MIDDLEBOURNE — A West Virginia judge made a splash in April when he ruled that there is an implied right to pool oil and gas leases, giving oil and gas companies leverage to settle future disputes with landowners.

The decision reflects a departure from current state law and needs to be narrowed, according to Joshua Fershee, a West Virginia University College of Law professor who focuses on energy issues.

“I think the conclusion is incomplete, and in that sense is wrong. The most significant thing to me is that the decision seems to suggest that all oil and gas leases include an implied right of pooling,” Fershee told The West Virginia Record.

In American Energy-Marcellus LLC v. Poling, et al., Tyler County Circuit Judge David Hummel sided with a company looking to pool an existing oil and gas lease with other leases, allowing it to drill a horizontal well.

According to court documents, American Energy took over an 1894 lease agreement between a landowner and South Penn Oil Co. that permitted the drilling of vertical wells to extract oil and gas. Now the land is owned by several people.

Those landowners claimed the old lease doesn’t permit American Energy to “pool” leases, a concept that refers to combining leases to form a unit for drilling a single gas well. Landowners share revenue from the well based on their share of the pooled land in use.

The court ruled that the original lease intended to grant the company access to gas, which now requires horizontal drilling, since that is a more efficient way to extract oil and gas.

“Although the lease is silent on the subject of pooling and unitization, plaintiff has an implied right to pool and unitize the lease with other leaseholds and mineral interests in order to exercise the explicit rights to develop the oil and gas in the subject premises,” the judge ruled.

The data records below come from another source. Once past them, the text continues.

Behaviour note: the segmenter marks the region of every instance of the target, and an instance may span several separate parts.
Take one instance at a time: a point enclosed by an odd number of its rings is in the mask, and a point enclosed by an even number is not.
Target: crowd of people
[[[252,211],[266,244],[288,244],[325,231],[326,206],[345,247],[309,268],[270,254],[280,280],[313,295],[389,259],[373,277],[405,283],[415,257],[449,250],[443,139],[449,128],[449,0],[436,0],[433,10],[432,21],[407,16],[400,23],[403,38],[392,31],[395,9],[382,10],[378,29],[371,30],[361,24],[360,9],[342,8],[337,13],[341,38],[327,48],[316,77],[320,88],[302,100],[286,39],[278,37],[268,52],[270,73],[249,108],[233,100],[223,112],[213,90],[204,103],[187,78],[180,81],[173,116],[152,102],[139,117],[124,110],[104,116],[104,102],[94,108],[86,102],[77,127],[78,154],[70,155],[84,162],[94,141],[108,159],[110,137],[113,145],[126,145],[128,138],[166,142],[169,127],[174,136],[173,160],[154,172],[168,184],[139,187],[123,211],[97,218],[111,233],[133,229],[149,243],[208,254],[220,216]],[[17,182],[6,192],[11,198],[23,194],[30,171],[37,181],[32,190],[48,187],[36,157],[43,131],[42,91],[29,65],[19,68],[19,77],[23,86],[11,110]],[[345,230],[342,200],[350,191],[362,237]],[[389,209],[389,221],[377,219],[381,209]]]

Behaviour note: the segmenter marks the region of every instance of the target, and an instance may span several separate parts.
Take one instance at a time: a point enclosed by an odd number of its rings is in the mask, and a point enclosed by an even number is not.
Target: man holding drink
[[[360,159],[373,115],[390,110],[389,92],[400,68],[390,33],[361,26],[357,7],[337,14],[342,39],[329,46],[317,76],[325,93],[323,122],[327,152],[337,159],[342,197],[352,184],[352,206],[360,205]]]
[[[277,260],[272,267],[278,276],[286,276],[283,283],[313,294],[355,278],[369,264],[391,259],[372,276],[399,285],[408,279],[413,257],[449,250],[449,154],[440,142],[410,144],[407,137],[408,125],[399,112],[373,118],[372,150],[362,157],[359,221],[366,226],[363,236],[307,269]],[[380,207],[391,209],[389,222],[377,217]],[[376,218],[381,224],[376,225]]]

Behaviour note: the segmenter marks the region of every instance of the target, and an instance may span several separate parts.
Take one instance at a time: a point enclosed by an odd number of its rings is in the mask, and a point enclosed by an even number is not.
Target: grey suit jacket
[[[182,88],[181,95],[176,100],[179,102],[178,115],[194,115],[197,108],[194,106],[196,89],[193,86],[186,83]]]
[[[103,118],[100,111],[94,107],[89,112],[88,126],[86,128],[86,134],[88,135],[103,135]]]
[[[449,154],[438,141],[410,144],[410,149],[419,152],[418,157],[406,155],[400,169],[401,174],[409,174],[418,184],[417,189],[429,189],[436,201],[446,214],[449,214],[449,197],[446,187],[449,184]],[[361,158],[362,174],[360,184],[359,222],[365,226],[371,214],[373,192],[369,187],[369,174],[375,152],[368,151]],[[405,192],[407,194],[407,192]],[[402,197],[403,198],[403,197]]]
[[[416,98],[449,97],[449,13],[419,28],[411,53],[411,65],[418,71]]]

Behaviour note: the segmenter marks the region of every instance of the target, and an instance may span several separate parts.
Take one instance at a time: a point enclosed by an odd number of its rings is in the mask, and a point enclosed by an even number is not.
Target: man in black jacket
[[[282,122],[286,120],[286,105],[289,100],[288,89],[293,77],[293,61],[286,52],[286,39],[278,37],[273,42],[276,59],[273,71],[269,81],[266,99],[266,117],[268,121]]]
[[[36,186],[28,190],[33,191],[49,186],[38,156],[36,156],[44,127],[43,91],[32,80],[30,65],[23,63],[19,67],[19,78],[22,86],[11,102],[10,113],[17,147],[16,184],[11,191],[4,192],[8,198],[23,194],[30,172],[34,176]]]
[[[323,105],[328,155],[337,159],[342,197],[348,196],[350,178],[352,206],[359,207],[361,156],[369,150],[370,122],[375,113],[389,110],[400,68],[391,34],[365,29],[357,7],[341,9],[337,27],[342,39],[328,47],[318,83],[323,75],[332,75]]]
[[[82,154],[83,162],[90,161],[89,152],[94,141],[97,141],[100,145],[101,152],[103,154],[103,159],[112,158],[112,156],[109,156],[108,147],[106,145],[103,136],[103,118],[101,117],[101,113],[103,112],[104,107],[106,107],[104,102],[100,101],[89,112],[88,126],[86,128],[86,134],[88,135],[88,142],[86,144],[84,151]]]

There are a couple of ways to force a landowner into a pooled unit: laws and contracts.

“Many states, including West Virginia, have forced pooling laws, which is a great indicator that if pooling is not permitted under the lease, it cannot be compelled without a law allowing it to happen," Fershee said.

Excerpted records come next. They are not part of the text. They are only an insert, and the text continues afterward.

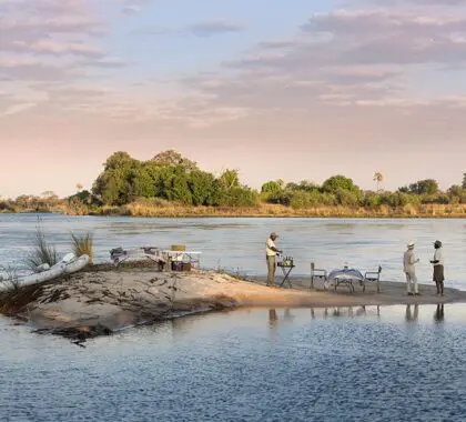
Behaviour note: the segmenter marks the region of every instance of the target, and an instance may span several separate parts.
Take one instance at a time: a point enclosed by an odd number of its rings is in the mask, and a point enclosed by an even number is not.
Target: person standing
[[[435,285],[437,287],[437,294],[443,297],[445,274],[444,274],[444,252],[442,249],[442,242],[439,240],[436,240],[434,242],[434,248],[435,248],[434,259],[430,261],[430,263],[434,265],[434,281],[435,281]]]
[[[275,240],[278,239],[276,233],[271,233],[265,244],[265,257],[267,260],[267,285],[273,287],[275,280],[275,257],[278,253],[282,253],[278,249],[276,249]]]
[[[403,271],[406,274],[407,293],[409,297],[413,294],[419,295],[417,288],[417,277],[415,264],[419,262],[414,254],[414,242],[408,242],[407,251],[403,255]]]

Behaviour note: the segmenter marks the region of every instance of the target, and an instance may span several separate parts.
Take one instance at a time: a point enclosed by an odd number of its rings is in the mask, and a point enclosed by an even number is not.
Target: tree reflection
[[[444,318],[445,318],[444,311],[445,311],[444,304],[443,303],[438,303],[437,304],[437,309],[435,310],[435,313],[434,313],[434,321],[436,321],[436,322],[443,322],[444,321]]]

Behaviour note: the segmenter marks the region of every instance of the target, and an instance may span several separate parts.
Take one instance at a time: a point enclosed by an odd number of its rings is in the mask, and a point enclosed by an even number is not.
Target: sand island
[[[310,280],[293,279],[293,289],[267,288],[263,280],[240,280],[206,270],[161,272],[144,264],[115,269],[93,265],[43,284],[2,293],[0,311],[20,319],[39,332],[78,341],[141,324],[156,323],[196,312],[239,307],[332,308],[356,305],[437,304],[466,302],[466,292],[421,284],[421,297],[407,297],[405,284],[382,282],[381,292],[311,290]]]

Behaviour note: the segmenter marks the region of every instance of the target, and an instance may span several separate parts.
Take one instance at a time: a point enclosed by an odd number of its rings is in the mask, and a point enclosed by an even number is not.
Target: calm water
[[[0,263],[16,264],[37,215],[0,214]],[[430,280],[445,243],[448,284],[466,289],[465,220],[63,218],[41,215],[60,252],[93,231],[98,261],[119,245],[185,243],[204,267],[263,274],[271,231],[297,273],[312,260],[403,280],[415,240]],[[100,338],[82,349],[0,316],[1,421],[464,421],[466,305],[241,310]]]
[[[203,252],[202,264],[242,274],[265,273],[264,243],[271,231],[297,263],[295,274],[310,274],[310,262],[325,269],[344,262],[361,270],[381,264],[385,280],[404,281],[402,255],[408,240],[421,258],[418,278],[430,282],[433,241],[444,242],[447,284],[466,289],[466,220],[344,219],[129,219],[40,215],[41,227],[59,251],[69,251],[71,231],[92,231],[98,261],[116,247],[186,244]],[[38,217],[0,214],[0,264],[13,264],[33,238]]]
[[[464,421],[466,309],[240,310],[85,349],[0,319],[2,421]]]

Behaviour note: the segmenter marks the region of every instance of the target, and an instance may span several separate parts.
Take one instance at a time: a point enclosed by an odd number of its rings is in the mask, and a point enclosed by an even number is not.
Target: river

West Virginia's law only applies to wells that are deeper than Marcellus shale. Legislators have made several attempts to pass a law that includes shallow wells, but proposed bills failed.

In the absence of a forced pooling law, lease contracts usually include a pooling clause. That doesn’t mean an individual lease doesn’t include an implied right to pool, Fershee said, but it isn't a broad rule.

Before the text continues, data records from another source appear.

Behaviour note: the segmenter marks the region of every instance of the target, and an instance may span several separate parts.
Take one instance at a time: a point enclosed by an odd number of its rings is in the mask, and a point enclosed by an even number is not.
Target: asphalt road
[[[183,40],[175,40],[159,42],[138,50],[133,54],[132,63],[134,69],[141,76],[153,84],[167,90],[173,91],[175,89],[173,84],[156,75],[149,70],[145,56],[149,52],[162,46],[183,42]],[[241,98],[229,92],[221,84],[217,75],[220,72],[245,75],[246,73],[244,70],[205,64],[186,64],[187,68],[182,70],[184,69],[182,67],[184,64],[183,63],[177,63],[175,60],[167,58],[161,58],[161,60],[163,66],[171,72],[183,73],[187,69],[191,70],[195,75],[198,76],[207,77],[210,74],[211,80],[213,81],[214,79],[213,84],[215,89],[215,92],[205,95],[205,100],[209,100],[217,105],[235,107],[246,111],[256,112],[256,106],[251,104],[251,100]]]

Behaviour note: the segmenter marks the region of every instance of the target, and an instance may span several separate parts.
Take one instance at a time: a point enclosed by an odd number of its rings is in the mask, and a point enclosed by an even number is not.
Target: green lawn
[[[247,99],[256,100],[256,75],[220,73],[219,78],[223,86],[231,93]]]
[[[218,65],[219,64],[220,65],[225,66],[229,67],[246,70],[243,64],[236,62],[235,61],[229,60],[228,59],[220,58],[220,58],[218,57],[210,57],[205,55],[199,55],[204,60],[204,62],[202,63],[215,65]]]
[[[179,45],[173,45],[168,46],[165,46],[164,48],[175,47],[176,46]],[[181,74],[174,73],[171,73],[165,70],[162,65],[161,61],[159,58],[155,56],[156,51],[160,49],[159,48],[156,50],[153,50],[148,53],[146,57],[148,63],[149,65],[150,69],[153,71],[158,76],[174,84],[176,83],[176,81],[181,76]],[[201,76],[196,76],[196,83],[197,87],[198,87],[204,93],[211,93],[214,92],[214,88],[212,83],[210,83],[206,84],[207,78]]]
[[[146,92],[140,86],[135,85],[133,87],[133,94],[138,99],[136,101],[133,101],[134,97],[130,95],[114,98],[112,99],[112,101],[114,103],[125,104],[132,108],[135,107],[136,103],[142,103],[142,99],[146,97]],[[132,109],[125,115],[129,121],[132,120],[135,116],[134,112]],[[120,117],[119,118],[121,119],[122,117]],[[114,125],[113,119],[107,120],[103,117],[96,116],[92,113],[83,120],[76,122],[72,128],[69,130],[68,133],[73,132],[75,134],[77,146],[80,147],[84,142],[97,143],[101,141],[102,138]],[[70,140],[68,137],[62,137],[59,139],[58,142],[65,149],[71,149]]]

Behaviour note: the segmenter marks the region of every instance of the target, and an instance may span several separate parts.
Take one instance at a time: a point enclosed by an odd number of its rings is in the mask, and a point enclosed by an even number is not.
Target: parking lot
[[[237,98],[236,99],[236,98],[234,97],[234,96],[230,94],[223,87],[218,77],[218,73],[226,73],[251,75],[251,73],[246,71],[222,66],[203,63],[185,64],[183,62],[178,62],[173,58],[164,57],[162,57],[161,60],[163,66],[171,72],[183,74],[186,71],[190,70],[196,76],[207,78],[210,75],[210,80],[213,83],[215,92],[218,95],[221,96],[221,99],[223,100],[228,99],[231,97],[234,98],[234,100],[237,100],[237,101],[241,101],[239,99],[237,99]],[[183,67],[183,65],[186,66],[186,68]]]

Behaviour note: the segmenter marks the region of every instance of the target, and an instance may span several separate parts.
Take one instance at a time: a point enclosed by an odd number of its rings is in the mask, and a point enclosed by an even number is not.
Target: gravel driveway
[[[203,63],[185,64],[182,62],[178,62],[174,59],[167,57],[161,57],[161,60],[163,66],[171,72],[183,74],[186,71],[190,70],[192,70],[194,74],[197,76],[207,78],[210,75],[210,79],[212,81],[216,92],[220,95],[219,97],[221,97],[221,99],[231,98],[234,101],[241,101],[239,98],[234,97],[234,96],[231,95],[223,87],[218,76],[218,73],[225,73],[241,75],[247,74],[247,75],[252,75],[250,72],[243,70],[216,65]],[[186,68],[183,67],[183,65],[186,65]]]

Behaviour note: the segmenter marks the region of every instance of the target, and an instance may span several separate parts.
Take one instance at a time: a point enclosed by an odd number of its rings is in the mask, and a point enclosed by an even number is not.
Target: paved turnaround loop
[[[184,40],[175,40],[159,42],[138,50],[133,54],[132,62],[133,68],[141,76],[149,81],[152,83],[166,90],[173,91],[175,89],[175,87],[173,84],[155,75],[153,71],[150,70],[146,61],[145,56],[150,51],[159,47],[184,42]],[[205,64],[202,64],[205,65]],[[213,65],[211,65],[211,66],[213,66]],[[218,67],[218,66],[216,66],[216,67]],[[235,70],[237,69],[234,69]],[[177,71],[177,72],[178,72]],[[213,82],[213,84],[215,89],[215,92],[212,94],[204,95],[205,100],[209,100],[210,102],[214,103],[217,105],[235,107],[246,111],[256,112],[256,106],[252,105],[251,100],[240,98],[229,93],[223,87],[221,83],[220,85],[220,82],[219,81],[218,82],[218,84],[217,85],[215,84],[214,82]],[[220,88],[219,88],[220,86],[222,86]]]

He added that he would have expected the judge to analyze the language of the original lease and discuss it in the opinion, but Hummel didn’t.

“I agree with the court that, in most leases, horizontal drilling and hydraulic fracturing are reasonable uses of the surface. It is not the process that is the problem. However, leases without pooling clauses or other permissions generally don’t allow you to use the surface of one parcel for purposes of gaining access to minerals from another parcel,” he said. “The fact that it is not economic to pull natural gas from the parcel without also pulling it from another parcel does not necessarily extend the mineral holder’s right to burden the surface for off-parcel minerals, too. We’d need to look at the specific lease.”

He said the court's opinion could motivate people to act in different ways. He expects this rationale will be used by other companies looking to pool leases. It also may convince lawmakers who oppose forced pooling to find “a law they can live with.” Or it could create enough of an uproar among voters to compel legislators to go the other direction.

“Before getting there, though, an appeal may modify this case. It is hard to predict, but I suspect a reviewing court would, at a minimum, send it back to the lower court asking it to narrow and more completely explain the decision,” Fershee said.